Terrain variations in Dragon Attack
Earlier this week, I added some variations to the procedural terrain in Dragon Attack.
Previously, the landscape was generated one segment at a time, forming a “chain” of rotated sprites. Each segment would have the same slope as the previous one, plus or minus a random number. To avoid going off the screen, the random number would be biased downwards near the top, and upwards near the bottom. This system worked great, but it made it pretty hard to implement variety in the terrain. For example, with just the previous height and slope as your “state”, how would you generate a mountain range?
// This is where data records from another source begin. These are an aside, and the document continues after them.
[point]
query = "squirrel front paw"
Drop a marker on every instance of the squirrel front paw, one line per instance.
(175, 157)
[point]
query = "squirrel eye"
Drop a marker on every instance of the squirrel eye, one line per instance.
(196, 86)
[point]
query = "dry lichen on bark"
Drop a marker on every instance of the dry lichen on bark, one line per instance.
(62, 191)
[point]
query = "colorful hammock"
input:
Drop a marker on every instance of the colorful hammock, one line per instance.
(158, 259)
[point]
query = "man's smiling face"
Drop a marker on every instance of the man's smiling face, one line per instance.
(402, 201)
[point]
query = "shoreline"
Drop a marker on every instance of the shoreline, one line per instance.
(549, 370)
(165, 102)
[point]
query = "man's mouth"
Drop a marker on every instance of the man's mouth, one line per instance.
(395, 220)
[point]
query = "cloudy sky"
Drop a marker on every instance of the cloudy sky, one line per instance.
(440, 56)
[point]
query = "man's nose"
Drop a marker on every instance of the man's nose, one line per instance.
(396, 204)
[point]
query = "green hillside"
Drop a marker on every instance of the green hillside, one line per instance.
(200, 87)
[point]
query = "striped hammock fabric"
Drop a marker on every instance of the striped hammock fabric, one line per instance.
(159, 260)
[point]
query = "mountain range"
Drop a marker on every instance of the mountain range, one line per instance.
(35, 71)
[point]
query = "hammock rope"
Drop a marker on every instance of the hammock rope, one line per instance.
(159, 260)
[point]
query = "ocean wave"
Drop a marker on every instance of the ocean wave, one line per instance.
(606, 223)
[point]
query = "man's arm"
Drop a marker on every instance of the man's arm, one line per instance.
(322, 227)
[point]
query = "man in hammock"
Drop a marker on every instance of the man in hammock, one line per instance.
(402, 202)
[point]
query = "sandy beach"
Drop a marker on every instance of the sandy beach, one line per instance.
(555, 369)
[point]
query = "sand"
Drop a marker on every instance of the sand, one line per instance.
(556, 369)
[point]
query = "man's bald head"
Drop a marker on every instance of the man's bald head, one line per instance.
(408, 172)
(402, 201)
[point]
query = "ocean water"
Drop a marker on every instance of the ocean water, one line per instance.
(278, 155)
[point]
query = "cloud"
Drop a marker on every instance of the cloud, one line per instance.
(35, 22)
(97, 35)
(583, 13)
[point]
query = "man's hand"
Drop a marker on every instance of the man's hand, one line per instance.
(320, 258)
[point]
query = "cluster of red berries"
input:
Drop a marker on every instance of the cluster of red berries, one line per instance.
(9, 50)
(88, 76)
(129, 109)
The obvious solution was to switch to fractal noise. Generate an array of random numbers, sample from those at different “frequencies” and with different interpolation functions, and sum them together, each with its own “amplitude”. This gave me lots of creative freedom in varying frequencies and amplitudes (width and height of terrain features) and interpolation functions (smooth or jagged), so I could get a terrain that would look good and play well. It’s also possible to put arbitrary functions in between (for instance, abs or pow) for more dramatic effects.
Taking the chain of segments and making it fit the noise function turned out to be nontrivial. It’s easy to sample the height at some particular x coordinate, but when you rotate the current segment into position, its right side moves, so your sampled height is invalidated. I mostly solved this by sampling multiple times, each time allowing for less rotation to let the thing stabilize. It works well enough.
Lowlands, mostly flat, great for the first level (ignore the headless archers):
Smooth rolling hills, a bit higher and more challenging:
Canyons, created by rounding one of the octaves to a hard 0 or 1 and diminishing their effect far away from the 0.5 range (ignore the artifacts on the edges, they’re gone now):
Mountains, created by sampling multiple times and computing the max, simulating multiple layers and raising the average height in the process:
It’s clear that these need some different sprites as well. Lowlands should have more grass, mountains should have more boulders, etcetera. It would also be nice if things spawned in more sensible places, e.g. no trees above a certain height, and no houses on a steep slope.
I also worked on tree variations and added ballistas. Both need some work still, but I’m sure they will show up here soon.
In other news, Mystery Game No. 1 has a name now! It’s called “Twistago”, and it has been soft launched on Android in the Netherlands, Germany and the Czech Republic. A bigger announcement will follow for the full release, but if you’re curious, you can check it out here. The iOS release will have to wait a bit for reasons of paperwork.